I never had to deal with going home to a sibling dealing with cancer, but even if that were not the case, I think you would find going home to still work out better in your head than in reality. College is very much a transition period in a person's life... and in the lives of your parents as they have to learn how to have a relationship with you as an adult instead of a child. I can only imagine how much harder that is when everyone is affected by a serious illness. But the distance you feel at home right now can be a good thing too. If you don't choose to return to your hometown after college - or even if you do but are in a place of your own - the feelings you're experiencing now kind of help prepare you for that. At least that was how it was for me. The relationship aspect of it gets easier, I promise. And I continue to pray for your sister's health... so hopefully that part of the puzzle can get easier too!

Erin said...

I dealt with a sibling with cancer but I was only 10 so it was a little different in comparison. However, I know what it feels like to have these emotions (so challenging to figure out). Hope you are okay and I'm sending virtual hugs from Long Island.

Anonymous said...

Phew! You're a normal person. Maybe not ready to be made a saint but, otherwise, perfectly normal. And yep, you'll totally come through all of this a better person.

Consider yourself hugged, bloggy friend!

ps our prayers are still going out to your family & you.

Susan said...

Hugs your way. Great post!

Krystyn @ Really, Are You Serious? said...

You said it yourself...we are human. And, we are selfish. It's hard to not feel any other way.

Maybe you could help take care of your sister? Maybe that would help you feel closer to your mom? Just an idea and thinking out loud here.

Praying for your whole family.

Katie said...

Patrice,
You are so strong! I don't know if you realize this but even being so far from your sister you have given her and others suffering from cancer hope. You are fighting to raise awareness and supporting your sister every second. From what, 500 miles away? That in itself is amazing, as are you. I know you are thinking that you are selfish, but I don't. I know you already have the strength to share this with your family. I think it's just lost and maybe you might just need to find it.

1Corinthians 13:13
1Peter 4:8

I love you!
litb
Katie

Joni said...
This comment has been removed by the author.
Laural Out Loud said...

I guess I'd think it odd if you were so strong at 21 that you DIDN'T have these feelings!
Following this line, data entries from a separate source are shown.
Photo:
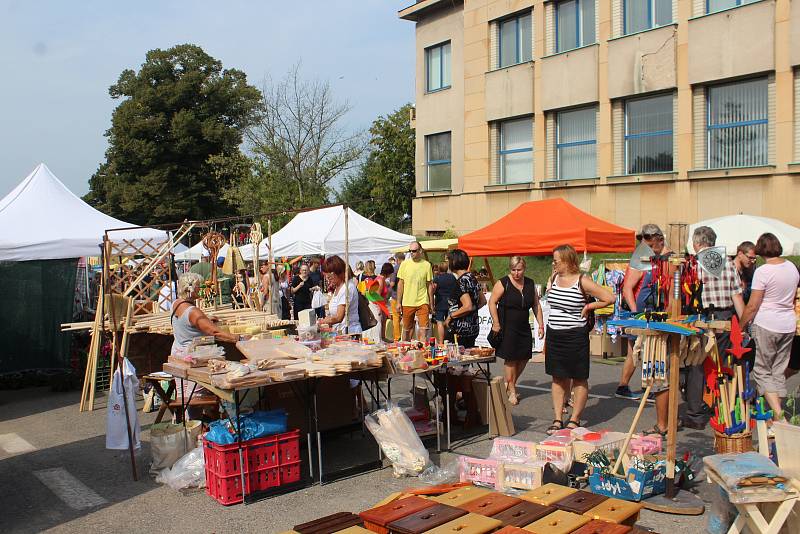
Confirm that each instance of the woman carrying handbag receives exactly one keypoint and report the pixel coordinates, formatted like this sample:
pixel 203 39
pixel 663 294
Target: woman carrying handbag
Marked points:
pixel 512 298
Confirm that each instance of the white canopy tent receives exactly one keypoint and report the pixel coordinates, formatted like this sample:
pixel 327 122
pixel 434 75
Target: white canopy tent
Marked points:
pixel 197 251
pixel 322 232
pixel 43 220
pixel 731 230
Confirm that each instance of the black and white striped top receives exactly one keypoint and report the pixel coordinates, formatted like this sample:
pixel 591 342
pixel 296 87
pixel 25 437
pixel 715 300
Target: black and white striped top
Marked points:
pixel 566 304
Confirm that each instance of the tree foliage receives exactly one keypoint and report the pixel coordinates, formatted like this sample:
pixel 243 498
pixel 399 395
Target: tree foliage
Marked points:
pixel 300 137
pixel 180 109
pixel 387 174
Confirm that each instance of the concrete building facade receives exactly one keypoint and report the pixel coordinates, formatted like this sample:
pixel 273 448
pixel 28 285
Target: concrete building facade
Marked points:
pixel 666 111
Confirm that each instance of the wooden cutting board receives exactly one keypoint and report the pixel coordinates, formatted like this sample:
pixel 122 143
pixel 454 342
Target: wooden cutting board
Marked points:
pixel 616 511
pixel 468 524
pixel 461 496
pixel 580 502
pixel 523 513
pixel 559 522
pixel 329 524
pixel 376 519
pixel 426 519
pixel 491 504
pixel 596 526
pixel 548 494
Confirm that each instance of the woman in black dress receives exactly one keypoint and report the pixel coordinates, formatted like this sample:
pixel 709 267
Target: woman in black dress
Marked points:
pixel 512 298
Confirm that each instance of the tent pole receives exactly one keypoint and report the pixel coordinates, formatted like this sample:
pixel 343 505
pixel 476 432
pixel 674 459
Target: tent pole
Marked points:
pixel 346 270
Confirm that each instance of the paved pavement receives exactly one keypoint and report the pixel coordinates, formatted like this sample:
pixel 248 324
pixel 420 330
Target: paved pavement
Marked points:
pixel 56 474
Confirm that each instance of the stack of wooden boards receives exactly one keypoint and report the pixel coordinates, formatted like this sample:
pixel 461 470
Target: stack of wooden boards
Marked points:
pixel 466 509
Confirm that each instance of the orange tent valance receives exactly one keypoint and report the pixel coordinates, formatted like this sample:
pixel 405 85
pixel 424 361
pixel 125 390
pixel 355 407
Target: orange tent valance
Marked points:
pixel 536 228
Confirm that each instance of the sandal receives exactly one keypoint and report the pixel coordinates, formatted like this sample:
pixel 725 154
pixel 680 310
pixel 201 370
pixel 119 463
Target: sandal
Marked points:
pixel 557 425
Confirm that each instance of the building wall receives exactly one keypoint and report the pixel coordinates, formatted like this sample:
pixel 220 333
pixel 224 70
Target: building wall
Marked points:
pixel 681 59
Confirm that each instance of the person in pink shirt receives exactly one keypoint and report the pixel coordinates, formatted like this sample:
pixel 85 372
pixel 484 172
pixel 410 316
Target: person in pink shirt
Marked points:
pixel 771 309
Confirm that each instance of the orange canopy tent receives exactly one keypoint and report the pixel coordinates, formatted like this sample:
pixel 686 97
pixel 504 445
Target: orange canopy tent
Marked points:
pixel 536 228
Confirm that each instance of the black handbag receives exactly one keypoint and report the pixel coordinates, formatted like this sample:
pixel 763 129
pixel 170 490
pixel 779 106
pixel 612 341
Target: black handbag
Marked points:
pixel 495 339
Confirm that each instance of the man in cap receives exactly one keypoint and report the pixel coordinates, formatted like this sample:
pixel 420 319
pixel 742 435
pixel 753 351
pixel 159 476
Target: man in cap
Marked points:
pixel 638 294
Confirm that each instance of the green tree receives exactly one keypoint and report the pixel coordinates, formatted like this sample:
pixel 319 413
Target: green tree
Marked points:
pixel 387 174
pixel 180 109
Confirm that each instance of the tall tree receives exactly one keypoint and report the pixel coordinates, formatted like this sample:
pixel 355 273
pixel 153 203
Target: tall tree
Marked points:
pixel 387 174
pixel 180 109
pixel 300 136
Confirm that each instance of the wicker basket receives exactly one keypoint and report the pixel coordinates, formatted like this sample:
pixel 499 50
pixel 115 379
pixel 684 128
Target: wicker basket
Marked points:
pixel 742 442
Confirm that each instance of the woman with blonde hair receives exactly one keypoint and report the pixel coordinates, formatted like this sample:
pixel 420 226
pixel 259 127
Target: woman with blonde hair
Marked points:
pixel 512 298
pixel 572 298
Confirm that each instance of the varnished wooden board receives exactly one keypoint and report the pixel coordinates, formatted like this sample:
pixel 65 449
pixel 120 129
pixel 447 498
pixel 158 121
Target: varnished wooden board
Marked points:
pixel 616 511
pixel 559 522
pixel 461 496
pixel 524 513
pixel 385 514
pixel 426 519
pixel 579 502
pixel 491 504
pixel 468 524
pixel 548 494
pixel 596 526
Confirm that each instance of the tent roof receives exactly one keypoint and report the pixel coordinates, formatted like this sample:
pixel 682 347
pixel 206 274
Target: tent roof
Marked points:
pixel 41 219
pixel 322 232
pixel 731 230
pixel 536 228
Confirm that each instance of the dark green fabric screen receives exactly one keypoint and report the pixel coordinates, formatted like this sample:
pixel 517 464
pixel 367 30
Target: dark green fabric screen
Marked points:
pixel 37 297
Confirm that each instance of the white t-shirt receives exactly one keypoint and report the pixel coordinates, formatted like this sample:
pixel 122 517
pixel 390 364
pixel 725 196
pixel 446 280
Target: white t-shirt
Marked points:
pixel 779 284
pixel 338 299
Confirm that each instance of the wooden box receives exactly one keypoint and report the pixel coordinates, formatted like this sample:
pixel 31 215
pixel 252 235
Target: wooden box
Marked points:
pixel 548 494
pixel 468 524
pixel 376 519
pixel 579 502
pixel 491 504
pixel 426 519
pixel 559 522
pixel 616 511
pixel 596 526
pixel 523 514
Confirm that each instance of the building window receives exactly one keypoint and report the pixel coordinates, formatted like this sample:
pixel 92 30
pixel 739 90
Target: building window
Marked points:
pixel 437 150
pixel 738 123
pixel 516 40
pixel 576 143
pixel 516 151
pixel 648 135
pixel 642 15
pixel 574 24
pixel 437 67
pixel 712 6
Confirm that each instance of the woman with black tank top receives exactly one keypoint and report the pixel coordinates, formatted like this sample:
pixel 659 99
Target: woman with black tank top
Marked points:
pixel 572 297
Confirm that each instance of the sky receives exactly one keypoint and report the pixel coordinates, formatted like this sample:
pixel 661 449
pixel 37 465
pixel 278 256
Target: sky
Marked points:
pixel 58 59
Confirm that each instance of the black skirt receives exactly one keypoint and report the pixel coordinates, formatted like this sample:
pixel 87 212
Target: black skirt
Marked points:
pixel 567 353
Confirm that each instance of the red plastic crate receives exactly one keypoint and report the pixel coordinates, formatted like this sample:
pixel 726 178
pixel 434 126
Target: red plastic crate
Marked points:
pixel 269 462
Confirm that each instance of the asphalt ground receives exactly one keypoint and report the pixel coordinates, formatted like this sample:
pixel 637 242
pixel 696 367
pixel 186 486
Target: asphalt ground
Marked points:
pixel 57 475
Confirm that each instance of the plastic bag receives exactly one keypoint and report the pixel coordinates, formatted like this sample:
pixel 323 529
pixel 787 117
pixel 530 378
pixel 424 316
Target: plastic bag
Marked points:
pixel 168 442
pixel 396 436
pixel 188 472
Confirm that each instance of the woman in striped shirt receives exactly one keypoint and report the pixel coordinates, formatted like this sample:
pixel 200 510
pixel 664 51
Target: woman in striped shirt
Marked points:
pixel 572 297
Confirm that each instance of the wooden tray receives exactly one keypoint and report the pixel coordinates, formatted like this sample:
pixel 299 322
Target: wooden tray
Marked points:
pixel 426 519
pixel 580 502
pixel 523 514
pixel 616 511
pixel 460 496
pixel 376 519
pixel 548 494
pixel 596 526
pixel 329 524
pixel 468 524
pixel 559 522
pixel 491 504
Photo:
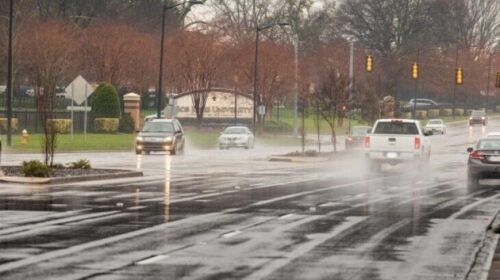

You are learning at such a young age what can sometimes take people a lifetime. Your post is a reminder, too, to make sure we show ALL the people we love that we love them, no matter what the circumstances. Take care, and have a truly blessed Christmas.

Holly said...

I think that's normal. I agree wit Rebecca's comment. Needing to feel like you're being noticed and taken care of is a HUMAN thing, not a selfish thing. :)

Jenny said...

I know what you are going through bc of my mom. Cancer takes over everyone and sometimes it is hard to break away from it all. You,your sister and family are in my thoughts and prayers.